NiV Layered Double Hydroxide for Efficient and Scalable Electrochemical Oxidation of 5-Hydroxymethylfurfural to High-Purity 2,5-Furandicarboxylic Acid

Abstract

Electrochemical oxidation of 5-hydroxymethylfurfural (HMF) to 2,5-furandicarboxylic acid (FDCA) is a promising pathway for chemical synthesis, yet challenges remain in catalyst efficiency, product purity, and scalable implementation. In this study, NiV layered double hydroxide (LDH) was explored as a highly effective catalyst for electrochemical HMF oxidation. The incorporation of V significantly stabilized the Ni3+ state, promoted strong HMF adsorption, and accelerated the oxidation of key intermediates, notably improving the catalytic performance. Consequently, NiV LDH achieved high FDCA yields (>95%) even at a low potential of 1.35 V vs RHE. Electrochemical analyses, including steady-state linear sweep voltammetry and current deconvolution studies, revealed that NiV LDH uniquely facilitated rapid aldehyde oxidation, particularly for the rate-determining intermediate 5-formyl-2-furancarboxylic acid (FFCA). Furthermore, a single-pass electrolyzer configuration was developed to effectively mitigate base-induced degradation and maintain high FDCA purity.
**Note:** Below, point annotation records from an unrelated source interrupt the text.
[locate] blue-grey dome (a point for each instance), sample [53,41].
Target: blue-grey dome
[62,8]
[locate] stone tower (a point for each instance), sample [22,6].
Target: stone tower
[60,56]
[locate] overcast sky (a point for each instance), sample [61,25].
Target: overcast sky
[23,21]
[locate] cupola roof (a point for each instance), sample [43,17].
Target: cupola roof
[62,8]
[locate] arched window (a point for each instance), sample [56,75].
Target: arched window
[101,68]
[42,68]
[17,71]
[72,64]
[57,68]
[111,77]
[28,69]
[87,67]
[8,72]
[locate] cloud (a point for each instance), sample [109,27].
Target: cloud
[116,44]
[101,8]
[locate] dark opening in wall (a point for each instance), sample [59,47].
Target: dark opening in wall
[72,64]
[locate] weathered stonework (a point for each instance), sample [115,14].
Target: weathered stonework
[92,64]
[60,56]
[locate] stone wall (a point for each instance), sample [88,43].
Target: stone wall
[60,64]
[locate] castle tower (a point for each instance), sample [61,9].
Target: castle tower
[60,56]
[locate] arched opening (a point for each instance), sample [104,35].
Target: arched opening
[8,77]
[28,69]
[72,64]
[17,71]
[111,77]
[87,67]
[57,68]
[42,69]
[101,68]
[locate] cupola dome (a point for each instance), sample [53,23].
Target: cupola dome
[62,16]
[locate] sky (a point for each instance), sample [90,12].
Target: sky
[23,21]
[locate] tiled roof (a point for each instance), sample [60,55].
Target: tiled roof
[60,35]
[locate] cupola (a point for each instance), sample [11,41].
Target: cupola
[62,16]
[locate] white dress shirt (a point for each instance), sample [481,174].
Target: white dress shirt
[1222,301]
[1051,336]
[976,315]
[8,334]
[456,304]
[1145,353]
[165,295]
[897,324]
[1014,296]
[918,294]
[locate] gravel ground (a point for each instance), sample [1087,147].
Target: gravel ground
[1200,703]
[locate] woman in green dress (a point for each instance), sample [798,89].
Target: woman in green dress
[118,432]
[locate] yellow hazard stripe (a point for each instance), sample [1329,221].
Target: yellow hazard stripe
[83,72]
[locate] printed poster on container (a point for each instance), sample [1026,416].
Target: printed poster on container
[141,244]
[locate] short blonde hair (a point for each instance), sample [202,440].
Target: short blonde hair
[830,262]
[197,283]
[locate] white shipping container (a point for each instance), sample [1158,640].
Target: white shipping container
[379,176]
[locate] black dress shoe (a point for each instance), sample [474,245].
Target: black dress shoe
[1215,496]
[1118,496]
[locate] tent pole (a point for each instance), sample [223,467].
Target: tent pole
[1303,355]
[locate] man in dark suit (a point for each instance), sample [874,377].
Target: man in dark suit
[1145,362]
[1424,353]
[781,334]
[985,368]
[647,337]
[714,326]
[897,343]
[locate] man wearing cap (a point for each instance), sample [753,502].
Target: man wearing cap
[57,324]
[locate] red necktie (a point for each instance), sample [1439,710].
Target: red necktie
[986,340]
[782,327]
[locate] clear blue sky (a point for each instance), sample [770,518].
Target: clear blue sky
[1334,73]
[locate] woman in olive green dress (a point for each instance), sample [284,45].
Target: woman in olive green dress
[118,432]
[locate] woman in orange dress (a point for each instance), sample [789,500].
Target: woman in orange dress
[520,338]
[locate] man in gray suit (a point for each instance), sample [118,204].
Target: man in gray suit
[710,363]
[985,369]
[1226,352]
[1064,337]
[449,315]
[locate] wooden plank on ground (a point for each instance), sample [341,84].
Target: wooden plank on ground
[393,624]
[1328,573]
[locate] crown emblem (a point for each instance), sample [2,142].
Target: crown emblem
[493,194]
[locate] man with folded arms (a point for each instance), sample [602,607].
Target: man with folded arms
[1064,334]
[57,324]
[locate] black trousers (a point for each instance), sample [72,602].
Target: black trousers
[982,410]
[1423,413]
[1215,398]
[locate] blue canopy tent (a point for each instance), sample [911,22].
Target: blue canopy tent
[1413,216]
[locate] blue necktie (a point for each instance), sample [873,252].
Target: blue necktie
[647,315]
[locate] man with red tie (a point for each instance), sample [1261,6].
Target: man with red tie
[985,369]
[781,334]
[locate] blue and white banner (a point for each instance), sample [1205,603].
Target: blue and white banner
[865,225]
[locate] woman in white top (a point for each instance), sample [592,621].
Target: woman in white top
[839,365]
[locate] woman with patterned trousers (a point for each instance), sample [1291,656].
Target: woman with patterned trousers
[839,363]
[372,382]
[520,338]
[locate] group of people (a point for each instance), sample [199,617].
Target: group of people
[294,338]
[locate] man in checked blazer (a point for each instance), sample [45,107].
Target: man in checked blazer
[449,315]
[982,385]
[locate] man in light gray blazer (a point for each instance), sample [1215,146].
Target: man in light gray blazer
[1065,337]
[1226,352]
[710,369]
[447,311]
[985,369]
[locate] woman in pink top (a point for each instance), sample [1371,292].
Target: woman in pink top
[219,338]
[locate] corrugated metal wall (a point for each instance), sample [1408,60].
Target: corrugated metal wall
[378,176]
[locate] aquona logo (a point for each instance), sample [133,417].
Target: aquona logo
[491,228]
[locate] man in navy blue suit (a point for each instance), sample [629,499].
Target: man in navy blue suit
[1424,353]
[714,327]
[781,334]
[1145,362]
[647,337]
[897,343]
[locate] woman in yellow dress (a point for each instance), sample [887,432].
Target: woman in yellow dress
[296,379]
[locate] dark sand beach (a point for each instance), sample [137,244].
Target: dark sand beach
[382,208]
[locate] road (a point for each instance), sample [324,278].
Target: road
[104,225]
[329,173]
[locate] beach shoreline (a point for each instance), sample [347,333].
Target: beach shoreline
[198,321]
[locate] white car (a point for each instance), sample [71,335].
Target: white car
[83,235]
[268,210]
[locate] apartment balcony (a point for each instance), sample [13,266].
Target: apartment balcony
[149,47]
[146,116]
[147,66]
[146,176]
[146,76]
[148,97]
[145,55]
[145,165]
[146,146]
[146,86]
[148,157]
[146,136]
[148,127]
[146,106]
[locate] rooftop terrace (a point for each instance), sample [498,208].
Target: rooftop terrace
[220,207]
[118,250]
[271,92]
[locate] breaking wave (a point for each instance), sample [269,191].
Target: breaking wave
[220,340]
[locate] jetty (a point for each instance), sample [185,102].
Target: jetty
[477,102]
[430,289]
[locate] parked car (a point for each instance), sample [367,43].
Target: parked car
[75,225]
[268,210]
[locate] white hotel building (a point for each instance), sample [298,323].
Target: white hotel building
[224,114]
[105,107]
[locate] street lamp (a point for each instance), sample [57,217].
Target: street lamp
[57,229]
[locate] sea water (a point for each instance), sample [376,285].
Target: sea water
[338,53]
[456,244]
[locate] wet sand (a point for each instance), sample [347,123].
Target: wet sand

Using a 100 cm(2) electrolyzer, this system continuously produced FDCA at a production rate of 62 g day(-1) over 40 h, delivering purity levels comparable to those of commercial FDCA. These findings present an efficient, scalable approach for high-purity FDCA synthesis, substantially advancing the practical implementation of electrochemical biomass valorization.